Después del triste espectáculo del PSOE el pasado sábado, los socialistas se levantaron este domingo con sensación de resaca, mucho más débiles electoralmente y también menos creíbles políticamente. Un juguete roto en manos del PP que puede escoger entre pactar con los socialistas que para eso han destronado a Pedro Sánchez en un golpe incruento Susana Díaz y otros barones, o ir a terceras elecciones y clavarle literalmente la puntilla. Seguro que hay gente en el Partido Popular que piensa en eso en estos momentos pero lo más probable es que Mariano Rajoy se conforme con la primera opción. Un PSOE rendido será suficiente.

La política española entra en una nueva era donde el PP, pese a sus problemas judiciales, vuelve a ser la fuerza central de la política española una vez han quedado desarbolados no solo el PSOE sino también Ciudadanos, que hará bien en cuidar su fortín catalán ya que los resultados de Euskadi y Galicia -con sendos ceros en el casillero- expresan claramente cuales son hoy sus opciones reales de crecimiento en la política española. Podemos, la fuerza política llamada a ocupar el espacio de la izquierda española, aparece aún como una organización demasiado inmadura y con serias limitaciones de crecimiento. El ciclo económico en España tampoco parece que le vaya a jugar claramente a favor en el futuro.

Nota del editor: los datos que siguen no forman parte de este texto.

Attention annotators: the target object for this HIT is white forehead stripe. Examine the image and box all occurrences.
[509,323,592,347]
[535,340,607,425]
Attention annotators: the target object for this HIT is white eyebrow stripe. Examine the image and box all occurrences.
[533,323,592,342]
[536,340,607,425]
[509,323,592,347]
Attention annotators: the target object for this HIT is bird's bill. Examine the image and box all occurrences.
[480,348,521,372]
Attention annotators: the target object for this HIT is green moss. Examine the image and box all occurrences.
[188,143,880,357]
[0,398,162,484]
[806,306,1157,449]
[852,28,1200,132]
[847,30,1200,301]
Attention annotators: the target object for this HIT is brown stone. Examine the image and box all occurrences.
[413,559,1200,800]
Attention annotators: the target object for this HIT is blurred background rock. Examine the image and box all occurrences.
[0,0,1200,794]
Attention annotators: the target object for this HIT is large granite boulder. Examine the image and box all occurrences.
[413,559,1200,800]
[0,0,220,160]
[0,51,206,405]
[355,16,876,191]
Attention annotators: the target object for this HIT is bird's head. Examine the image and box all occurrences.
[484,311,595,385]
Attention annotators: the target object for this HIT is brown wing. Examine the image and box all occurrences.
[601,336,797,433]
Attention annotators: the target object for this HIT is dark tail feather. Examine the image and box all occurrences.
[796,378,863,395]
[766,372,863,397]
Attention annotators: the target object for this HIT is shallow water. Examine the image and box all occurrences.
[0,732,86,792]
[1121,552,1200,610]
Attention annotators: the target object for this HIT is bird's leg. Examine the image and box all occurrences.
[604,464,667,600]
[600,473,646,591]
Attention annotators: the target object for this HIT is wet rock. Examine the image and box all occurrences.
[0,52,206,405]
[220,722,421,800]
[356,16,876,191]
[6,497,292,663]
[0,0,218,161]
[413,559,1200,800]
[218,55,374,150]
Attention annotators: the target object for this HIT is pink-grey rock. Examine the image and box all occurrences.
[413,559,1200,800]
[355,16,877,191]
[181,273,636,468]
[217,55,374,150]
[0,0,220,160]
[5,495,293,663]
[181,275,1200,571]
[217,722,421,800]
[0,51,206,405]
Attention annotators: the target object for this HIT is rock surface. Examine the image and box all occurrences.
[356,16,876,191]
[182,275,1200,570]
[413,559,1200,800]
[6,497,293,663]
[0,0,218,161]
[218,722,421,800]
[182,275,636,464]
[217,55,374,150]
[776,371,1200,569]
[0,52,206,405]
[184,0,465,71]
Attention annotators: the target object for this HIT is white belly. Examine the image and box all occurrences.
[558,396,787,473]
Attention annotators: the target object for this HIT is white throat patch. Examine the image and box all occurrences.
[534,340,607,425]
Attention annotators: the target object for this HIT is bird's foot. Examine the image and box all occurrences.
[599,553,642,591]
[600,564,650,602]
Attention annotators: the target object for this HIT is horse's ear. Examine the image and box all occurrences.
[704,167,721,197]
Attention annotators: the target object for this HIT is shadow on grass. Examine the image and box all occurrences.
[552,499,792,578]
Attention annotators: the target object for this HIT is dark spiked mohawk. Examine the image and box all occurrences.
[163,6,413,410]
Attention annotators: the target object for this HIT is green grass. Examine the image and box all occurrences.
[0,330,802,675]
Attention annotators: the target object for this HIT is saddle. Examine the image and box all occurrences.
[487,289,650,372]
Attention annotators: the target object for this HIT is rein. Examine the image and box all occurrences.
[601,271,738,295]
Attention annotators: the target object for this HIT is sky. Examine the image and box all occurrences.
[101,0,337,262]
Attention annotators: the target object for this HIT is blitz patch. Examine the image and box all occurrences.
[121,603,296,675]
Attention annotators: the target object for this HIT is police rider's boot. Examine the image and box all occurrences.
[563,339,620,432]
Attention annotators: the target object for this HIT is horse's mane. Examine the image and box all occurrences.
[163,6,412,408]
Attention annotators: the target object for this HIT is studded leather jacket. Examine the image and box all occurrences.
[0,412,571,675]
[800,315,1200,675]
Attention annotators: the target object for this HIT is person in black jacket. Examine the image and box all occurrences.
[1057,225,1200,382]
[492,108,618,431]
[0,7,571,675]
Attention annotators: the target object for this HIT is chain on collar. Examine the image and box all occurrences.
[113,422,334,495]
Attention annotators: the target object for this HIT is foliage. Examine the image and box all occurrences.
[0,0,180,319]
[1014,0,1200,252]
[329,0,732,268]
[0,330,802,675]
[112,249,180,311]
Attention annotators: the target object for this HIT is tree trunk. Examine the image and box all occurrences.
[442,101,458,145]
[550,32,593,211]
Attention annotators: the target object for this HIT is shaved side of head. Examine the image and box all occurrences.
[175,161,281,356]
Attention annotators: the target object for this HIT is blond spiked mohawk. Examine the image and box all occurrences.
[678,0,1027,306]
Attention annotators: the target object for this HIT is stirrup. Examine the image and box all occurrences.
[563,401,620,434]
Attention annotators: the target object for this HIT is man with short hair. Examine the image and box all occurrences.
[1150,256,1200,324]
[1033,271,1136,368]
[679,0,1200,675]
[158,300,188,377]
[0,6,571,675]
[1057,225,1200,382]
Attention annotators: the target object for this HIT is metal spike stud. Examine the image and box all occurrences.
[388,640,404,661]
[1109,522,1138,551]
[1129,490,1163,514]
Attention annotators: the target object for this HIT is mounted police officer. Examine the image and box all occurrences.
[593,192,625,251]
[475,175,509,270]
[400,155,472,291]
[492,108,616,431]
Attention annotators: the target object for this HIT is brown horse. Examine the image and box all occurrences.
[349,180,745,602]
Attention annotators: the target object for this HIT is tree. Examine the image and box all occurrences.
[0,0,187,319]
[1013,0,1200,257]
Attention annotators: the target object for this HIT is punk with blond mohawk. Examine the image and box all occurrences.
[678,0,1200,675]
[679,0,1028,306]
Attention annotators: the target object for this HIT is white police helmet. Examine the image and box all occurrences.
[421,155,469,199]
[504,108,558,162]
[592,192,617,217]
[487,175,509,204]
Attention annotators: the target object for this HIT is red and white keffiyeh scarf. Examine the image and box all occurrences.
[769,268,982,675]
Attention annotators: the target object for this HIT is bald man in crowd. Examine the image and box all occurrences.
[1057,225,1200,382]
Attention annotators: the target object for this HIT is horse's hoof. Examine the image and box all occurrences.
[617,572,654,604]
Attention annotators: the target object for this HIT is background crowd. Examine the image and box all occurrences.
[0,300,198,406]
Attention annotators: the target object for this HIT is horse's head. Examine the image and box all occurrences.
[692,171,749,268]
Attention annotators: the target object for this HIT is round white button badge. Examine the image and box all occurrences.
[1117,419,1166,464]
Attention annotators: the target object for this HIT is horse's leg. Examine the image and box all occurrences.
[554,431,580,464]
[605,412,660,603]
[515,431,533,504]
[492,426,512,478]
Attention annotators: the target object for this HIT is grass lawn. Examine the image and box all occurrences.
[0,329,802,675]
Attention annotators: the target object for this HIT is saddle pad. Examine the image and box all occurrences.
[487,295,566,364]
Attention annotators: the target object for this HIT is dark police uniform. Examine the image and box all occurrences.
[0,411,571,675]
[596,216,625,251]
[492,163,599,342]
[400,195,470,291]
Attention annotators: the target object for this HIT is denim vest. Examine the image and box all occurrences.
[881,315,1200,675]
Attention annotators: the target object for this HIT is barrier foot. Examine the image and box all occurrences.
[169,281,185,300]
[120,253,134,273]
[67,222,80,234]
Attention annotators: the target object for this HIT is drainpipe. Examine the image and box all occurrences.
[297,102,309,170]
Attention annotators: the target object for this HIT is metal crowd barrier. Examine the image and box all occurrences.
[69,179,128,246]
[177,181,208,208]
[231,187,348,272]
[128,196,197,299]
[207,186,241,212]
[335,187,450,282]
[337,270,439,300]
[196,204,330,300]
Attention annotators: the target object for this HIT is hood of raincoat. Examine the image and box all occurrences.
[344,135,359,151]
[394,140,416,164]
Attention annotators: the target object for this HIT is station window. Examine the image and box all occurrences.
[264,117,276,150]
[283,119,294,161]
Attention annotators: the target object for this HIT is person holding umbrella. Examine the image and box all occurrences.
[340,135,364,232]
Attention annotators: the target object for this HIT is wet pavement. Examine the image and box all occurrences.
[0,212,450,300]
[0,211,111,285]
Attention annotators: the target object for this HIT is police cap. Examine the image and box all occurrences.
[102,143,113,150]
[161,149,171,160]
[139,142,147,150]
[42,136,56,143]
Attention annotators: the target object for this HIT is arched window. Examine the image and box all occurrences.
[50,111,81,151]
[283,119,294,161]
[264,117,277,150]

El PSOE, cuya gestora celebrará este lunes su primera reunión, dispone de tres semanas largas para mover el timón en que había situado el partido Pedro Sánchez. O lo que es lo mismo, pasar de aquel "no es no, ¿qué parte del no no entiende?", con el que fijó su posición ante Mariano Rajoy, a una abstención matizada con el argumento de que en estos momentos lo prioritario es un gobierno en España y no pensar en el partido. Palabras huecas de quien se ha situado ante el abismo y que solo puede escoger una muerte dulce. El resto, qué pasa con los votos de sus diputados, ya lo han escogido los demás por él.